Friday Food Post: An Easier Way to Brown Meat
Spring ought to have sprung by now. We should all be out planning our gardens and thinking fondly ahead to fresh herbs and pasta salads. Instead, those of us on the East Coast are still inside, staring bitterly at the snow and making stew.
Don't get me wrong: I love stew. And soup. And every other hearty, warming winter dish that you cozy down with when it's vile outside. I'm just saying, there's a time and a place. And the time and the place for yet another snowstorm should already have passed.
But since it hasn't, let's make the best of it. Today's Friday Food Post will cover the (ahem) burning topic of whether you need to brown your meat.

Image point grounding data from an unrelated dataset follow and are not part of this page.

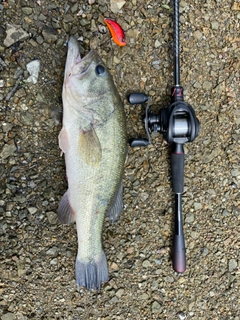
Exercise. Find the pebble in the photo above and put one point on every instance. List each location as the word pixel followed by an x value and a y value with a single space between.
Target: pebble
pixel 8 316
pixel 232 265
pixel 33 68
pixel 32 210
pixel 156 307
pixel 14 33
pixel 52 251
pixel 189 217
pixel 7 151
pixel 52 217
pixel 49 34
pixel 119 293
pixel 116 5
pixel 197 206
pixel 146 264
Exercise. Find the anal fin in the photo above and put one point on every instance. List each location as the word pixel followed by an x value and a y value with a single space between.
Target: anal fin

SPOILER ALERT: If that meat is beef or lamb, then yes, you have to brown it, even if it goes into the slow cooker. Browning produces the famous Maillard reaction, which gives you that delicious meaty tang. If you don't brown, you get gray, sodden meat and a markedly less tasty stew. Many cooks attempt to cover this up with lashings of MSG from dried soup, or those "stew" and "slow cooker" mixes they sell in the supermarket, but this does not make the results taste like you browned the meat; it just makes it taste like you accidentally dumped a whole container of Accent into an unfinished dish.
I know, I know: Browning all those cubes of meat is really a giant chore. There's the time you have to spend standing over the stove, turning every little cube to make sure it's brown on all sides. Then there's the substantial layer of oil that ends up everywhere: the stovetop, the wall, your hair.

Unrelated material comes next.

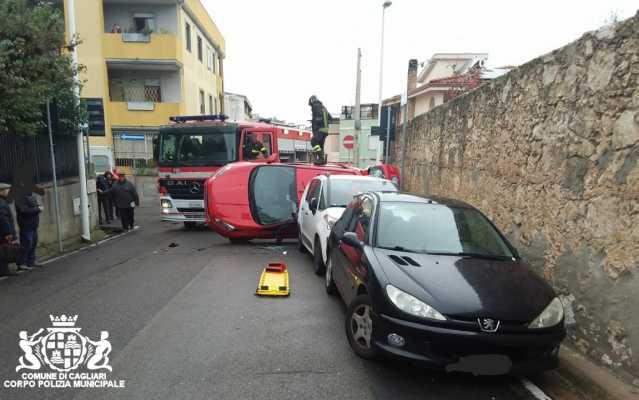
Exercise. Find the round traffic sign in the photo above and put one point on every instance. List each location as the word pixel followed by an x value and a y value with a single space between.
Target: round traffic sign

The good news is that while you should brown your meat, you shouldn't have to stand over the stove to do it. There's an easier way. It doesn't take less time, but the amount of active time is reduced to a trivial amount. And that solution is: Use your broiler.

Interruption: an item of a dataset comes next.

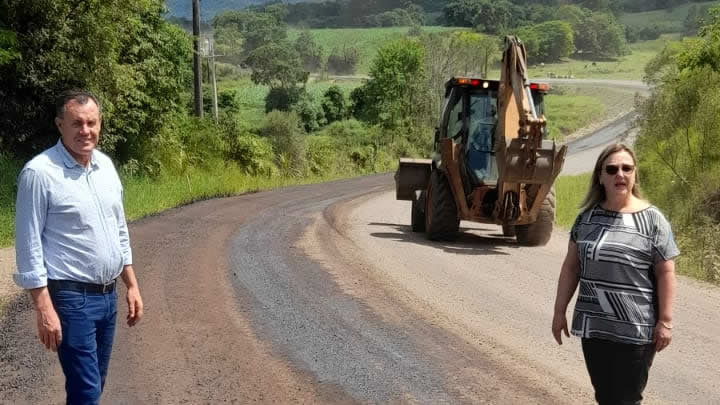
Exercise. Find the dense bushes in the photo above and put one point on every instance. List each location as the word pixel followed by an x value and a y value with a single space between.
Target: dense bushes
pixel 343 61
pixel 126 52
pixel 678 149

Based on a tip from Cook's Illustrated, I did some experimentation, and it really is true: You don't have to brown all the meat. Maybe there's some marginal improvement in quality from 100 percent browning, but it was not readily detectable by such qualified tasters as that extremely painstaking foodie, My Mom. Browning none of the meat is kind of disgusting, but browning half the meat gives you about equally good results.
But could I make it even easier? It turns out, I could. I recalled that Julia Child didn't brown her pot roast in a pan; she just broiled it for 5 to 7 minutes on each side. So I had my one moment of cooking inspiration: What if I bought flat-packed chuck roast or lamb shoulder, broiled the whole piece of meat long enough to get it brown on the outside, and cut it into chunks?
Eureka! Way easier and less messy. If you line the pan with foil, you don't even have to clean it.
Here's the technique: Take a piece of flat-packed chuck roast or lamb. Salt and pepper on both sides. Place it on a broiler pan and broil 5 to 10 minutes on one side (depending on the strength of your broiler). Then flip it and broil it on the other side. Remove it from the oven and place it on a cutting board, preferably one with ridges to collect the meat juices. Throw away the foil. Let the meat cool for 15 minutes, then cut it into appropriately sized chunks. Toss it into your stew with the meat juices. Total active time: less than 10 minutes, as opposed to the 20 to 30 minutes you would have stood there browning the meat and the additional 10 minutes you'd have spent scraping all the oil off every nearby surface.
There's an added advantage, which is that the price-to-quality ratio is arguably better on buying a big piece of flat-packed chuck than it is for whatever-it-is the supermarket cut up for stew meat. But this is just icing on the meatloaf cupcakes. The real advantage is that it dispenses with the most annoying part of making stew. So stop glowering at the snow, and go make some.